If your rabbit is overgrooming or self-injuring due to stress, your vet may be able to prescribe a drug that will calm them down. This is only a short-term solution you can try while you improve your rabbit’s environment.
Why Is My Rabbit Laying on Side and Shaking?
As mentioned, rabbits sometimes lay on their side if they have GI stasis or they’ve eaten something bad. If that’s the case, there would be signs of bloating, a loss of appetite, and perhaps diarrhea. But lying on their side and shaking is not necessarily a sign of illness.
Rabbits sometimes lay on their sides when they are deeply relaxed. This is called “flopping.” If your rabbit is deeply contented, you may hear a light clucking sound or a gentle vibration.
According to Wabbit Wiki, some people mistake rabbit flopping for illness because it looks as if the rabbit has collapsed. Also, the gentle vibrations are mistaken for muscle twitches and seizures.
If you’re new to owning rabbits, it’s hard to know whether the behavior is normal or not. As mentioned, shaking is only usually a cause for concern if other symptoms accompany it.

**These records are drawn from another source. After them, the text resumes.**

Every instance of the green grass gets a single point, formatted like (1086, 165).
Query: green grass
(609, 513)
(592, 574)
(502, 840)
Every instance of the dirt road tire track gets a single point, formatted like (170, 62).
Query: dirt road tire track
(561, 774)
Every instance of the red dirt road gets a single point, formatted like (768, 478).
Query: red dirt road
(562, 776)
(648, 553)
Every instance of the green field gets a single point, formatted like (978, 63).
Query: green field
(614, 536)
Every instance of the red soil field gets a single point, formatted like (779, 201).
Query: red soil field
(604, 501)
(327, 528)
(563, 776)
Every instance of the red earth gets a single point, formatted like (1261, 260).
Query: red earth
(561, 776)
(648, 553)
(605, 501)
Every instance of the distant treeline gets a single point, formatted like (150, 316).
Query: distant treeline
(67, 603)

Why Is My Rabbit Just Staying Still?
If your rabbit just sits and stares, this can be worrying. Sitting still can be a cause for concern, but it’s not always.

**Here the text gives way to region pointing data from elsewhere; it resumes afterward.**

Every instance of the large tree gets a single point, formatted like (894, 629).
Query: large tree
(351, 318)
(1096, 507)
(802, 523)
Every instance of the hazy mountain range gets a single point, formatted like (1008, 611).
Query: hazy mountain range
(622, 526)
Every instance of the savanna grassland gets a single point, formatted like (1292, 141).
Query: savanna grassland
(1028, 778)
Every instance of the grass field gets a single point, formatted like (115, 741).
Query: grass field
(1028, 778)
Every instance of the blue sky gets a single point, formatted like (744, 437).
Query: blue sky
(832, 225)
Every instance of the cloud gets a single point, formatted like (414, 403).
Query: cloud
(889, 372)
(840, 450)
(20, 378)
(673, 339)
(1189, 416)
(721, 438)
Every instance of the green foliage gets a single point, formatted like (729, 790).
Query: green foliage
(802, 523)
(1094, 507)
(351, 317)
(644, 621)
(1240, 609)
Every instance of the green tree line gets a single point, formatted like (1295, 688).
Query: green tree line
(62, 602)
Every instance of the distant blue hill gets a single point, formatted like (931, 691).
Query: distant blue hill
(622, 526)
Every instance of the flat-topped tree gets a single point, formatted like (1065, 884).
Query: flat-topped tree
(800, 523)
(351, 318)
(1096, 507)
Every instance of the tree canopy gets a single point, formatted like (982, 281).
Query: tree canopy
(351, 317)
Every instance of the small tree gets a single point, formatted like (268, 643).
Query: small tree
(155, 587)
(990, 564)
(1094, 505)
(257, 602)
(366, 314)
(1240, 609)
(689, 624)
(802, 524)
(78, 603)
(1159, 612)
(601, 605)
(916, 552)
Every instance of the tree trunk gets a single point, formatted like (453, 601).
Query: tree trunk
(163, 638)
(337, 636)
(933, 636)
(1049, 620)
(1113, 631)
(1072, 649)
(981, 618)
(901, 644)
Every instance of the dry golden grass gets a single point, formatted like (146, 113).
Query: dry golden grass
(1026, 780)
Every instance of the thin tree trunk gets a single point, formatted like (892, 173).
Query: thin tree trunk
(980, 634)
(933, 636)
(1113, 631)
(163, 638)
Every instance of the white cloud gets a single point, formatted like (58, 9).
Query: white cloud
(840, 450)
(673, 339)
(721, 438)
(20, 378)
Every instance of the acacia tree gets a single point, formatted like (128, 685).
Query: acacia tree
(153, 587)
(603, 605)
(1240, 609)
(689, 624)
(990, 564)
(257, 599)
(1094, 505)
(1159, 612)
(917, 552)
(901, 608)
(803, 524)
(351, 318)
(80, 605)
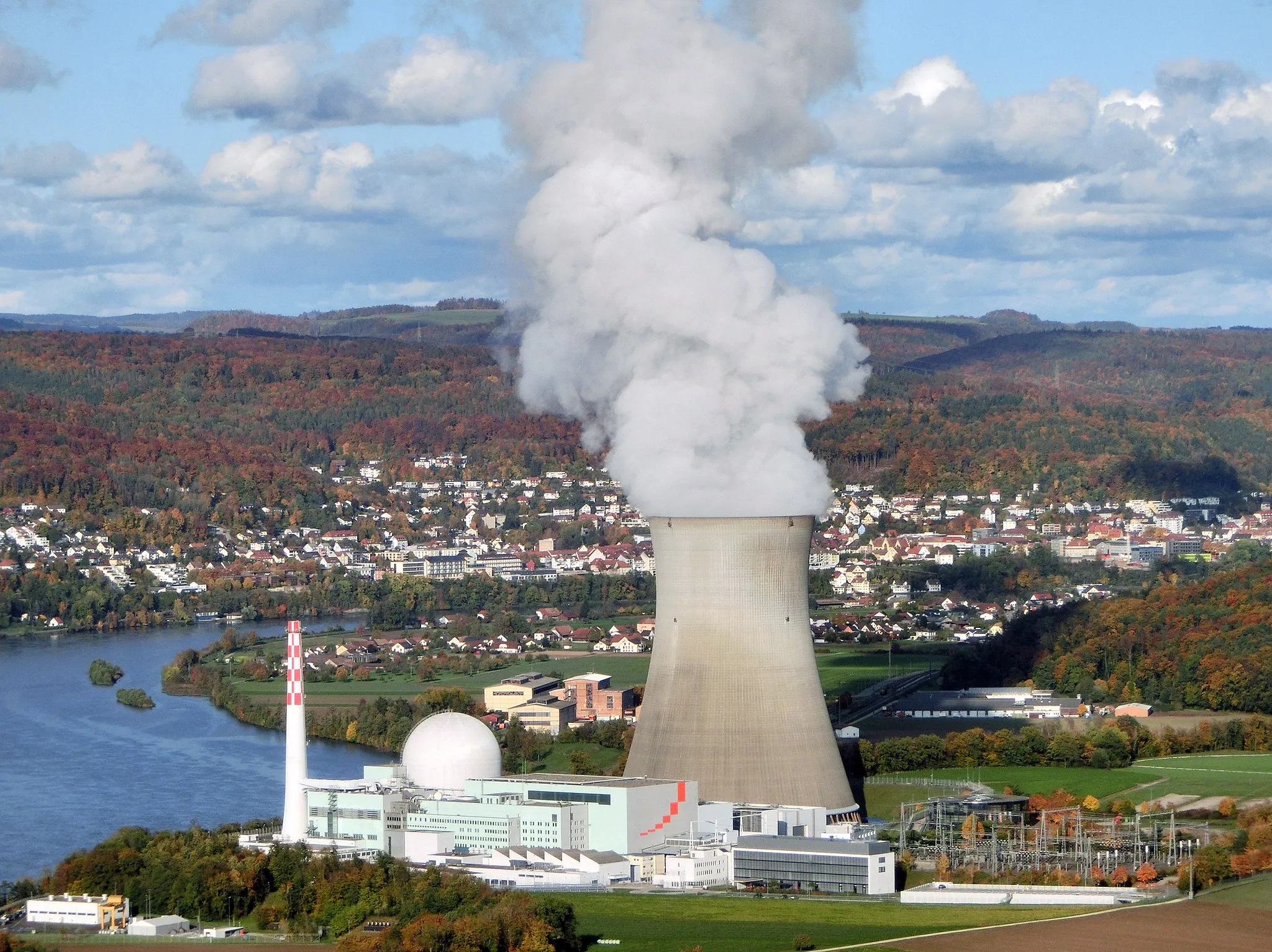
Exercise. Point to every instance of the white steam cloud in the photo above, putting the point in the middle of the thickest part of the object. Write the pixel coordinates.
(683, 354)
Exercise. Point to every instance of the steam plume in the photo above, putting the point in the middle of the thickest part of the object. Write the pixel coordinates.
(684, 354)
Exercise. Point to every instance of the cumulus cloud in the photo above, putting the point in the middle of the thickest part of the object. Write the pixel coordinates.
(22, 69)
(142, 171)
(297, 172)
(293, 86)
(1150, 204)
(247, 22)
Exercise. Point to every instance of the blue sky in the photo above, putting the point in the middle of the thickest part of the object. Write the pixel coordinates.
(1078, 160)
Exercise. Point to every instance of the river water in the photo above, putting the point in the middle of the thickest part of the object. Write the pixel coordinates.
(75, 764)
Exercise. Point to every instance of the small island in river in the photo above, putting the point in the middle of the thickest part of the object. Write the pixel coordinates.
(134, 698)
(103, 673)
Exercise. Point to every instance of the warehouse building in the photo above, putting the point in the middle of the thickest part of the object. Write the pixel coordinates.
(92, 912)
(986, 702)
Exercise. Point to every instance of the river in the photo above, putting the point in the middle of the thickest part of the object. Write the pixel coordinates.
(75, 764)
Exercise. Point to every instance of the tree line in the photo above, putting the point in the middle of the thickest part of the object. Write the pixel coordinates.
(204, 874)
(1103, 745)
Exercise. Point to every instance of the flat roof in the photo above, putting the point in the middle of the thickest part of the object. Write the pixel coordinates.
(579, 781)
(813, 845)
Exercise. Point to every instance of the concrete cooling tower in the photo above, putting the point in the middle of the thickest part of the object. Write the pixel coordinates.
(733, 698)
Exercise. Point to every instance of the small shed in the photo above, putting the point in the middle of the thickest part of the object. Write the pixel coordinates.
(1133, 710)
(160, 926)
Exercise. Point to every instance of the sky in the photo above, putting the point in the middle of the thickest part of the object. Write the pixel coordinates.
(1079, 160)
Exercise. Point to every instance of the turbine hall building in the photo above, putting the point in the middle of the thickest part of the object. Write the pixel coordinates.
(733, 623)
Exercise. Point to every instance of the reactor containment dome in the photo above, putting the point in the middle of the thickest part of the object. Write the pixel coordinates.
(445, 750)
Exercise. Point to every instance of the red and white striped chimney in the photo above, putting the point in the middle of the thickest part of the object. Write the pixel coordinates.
(294, 809)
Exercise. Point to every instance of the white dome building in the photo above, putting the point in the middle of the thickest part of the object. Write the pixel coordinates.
(445, 750)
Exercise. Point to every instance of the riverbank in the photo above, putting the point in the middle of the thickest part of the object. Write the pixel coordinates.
(78, 766)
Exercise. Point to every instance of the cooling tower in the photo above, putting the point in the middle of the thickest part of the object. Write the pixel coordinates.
(733, 698)
(296, 823)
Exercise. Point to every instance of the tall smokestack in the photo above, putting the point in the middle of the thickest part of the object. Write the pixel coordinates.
(294, 820)
(733, 699)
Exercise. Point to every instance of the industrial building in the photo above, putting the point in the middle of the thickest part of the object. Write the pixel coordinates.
(520, 689)
(448, 804)
(830, 866)
(986, 702)
(92, 912)
(548, 704)
(733, 698)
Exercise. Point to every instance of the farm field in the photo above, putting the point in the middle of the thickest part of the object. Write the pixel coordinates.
(730, 923)
(1253, 894)
(1178, 927)
(850, 669)
(842, 669)
(1211, 776)
(1239, 776)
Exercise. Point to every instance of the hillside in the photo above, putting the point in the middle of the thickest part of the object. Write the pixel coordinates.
(102, 421)
(471, 322)
(1200, 645)
(1083, 414)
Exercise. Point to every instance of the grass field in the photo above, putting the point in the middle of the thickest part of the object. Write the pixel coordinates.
(1252, 894)
(1211, 776)
(843, 668)
(1079, 781)
(649, 923)
(1238, 776)
(853, 669)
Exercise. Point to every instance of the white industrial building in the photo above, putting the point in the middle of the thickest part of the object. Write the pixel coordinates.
(93, 912)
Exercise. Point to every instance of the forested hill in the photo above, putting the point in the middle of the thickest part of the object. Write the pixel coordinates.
(144, 420)
(206, 425)
(1200, 645)
(1087, 415)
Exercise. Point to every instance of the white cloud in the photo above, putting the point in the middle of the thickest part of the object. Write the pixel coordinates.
(440, 82)
(22, 69)
(925, 82)
(297, 172)
(256, 82)
(246, 22)
(1148, 205)
(138, 172)
(296, 86)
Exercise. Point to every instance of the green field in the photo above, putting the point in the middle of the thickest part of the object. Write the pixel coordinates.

For example, rabbits often sleep with their eyes open, so it might look as if they are staring into space when they are asleep. You can tell if your rabbit is sleeping by listening to their respiration rate. Most sleeping rabbits will have a slightly slower respiration rate (around 50 breaths per minute).
Sitting still can be a sign of illness. For example, if your rabbit won’t move, and they have cold or flattened ears, this is a medical emergency. Also, some rabbits sit and stare when death is approaching.
Is Rabbit Shaking a Sign of Death?
As rabbits approach death, some will shake and convulse. These convulsions are automatic muscle contractions. The rabbit probably has very little awareness of these convulsions. Some rabbits also scream just before death. This process of “shutting down” can be very sad to witness.
If death is approaching, the convulsions should not last very long. Nothing can be done at this stage to revive the rabbit. But, to reiterate, rabbits shake for all sorts of reasons. Some are very serious, but some are perfectly normal.
Rabbit Shaking: What’s Normal and What’s Not?
Let’s finish by summarizing what’s normal and what’s not:
|Trembling after a stressful encounter. This should only last a couple of minutes.||Shaking for long periods of time and no apparent reason|
|If the respiration rate stays within a normal range while the rabbit is trembling, this is a good sign (30 – 60 breaths per minute).||Shaking with a raised respiration rate (more than 60 breaths per minute).|
|Rocking or trembling during sleep, perhaps accompanied by a light clucking sound.||Trembling while awake and for long periods of time.|
|Skin rippling after a positive experience (i.e. going outdoors).||Convulsing/fitting|
|Flopping out and trembling gently. This can be a sign of deep contentment as long as there are no additional symptoms.||Clumsiness, loss of balance, swishing side to side, falling over, etc.|
|If your rabbit lets you touch them while shaking, this is generally a positive sign||Avoiding being touched before, during, and after shaking.|
|Shaking the head and stamping the back feet (a sign of annoyance). It should only be temporary.||Shaking the head violently. Or, trying to scratch the head.|
|Hiccupping can make a rabbit tremble. This is normal, especially in young rabbits.||Rabbit lying on its side and shaking with a bloated stomach.|
|Sleeping with eyes open (seemingly staring into space).||Sitting still for very long periods with cold ears or flattened ears.|
Remember, if your rabbit is shaking and has any other symptoms, you must seek treatment immediately. Convulsions are a medical emergency and should never be ignored.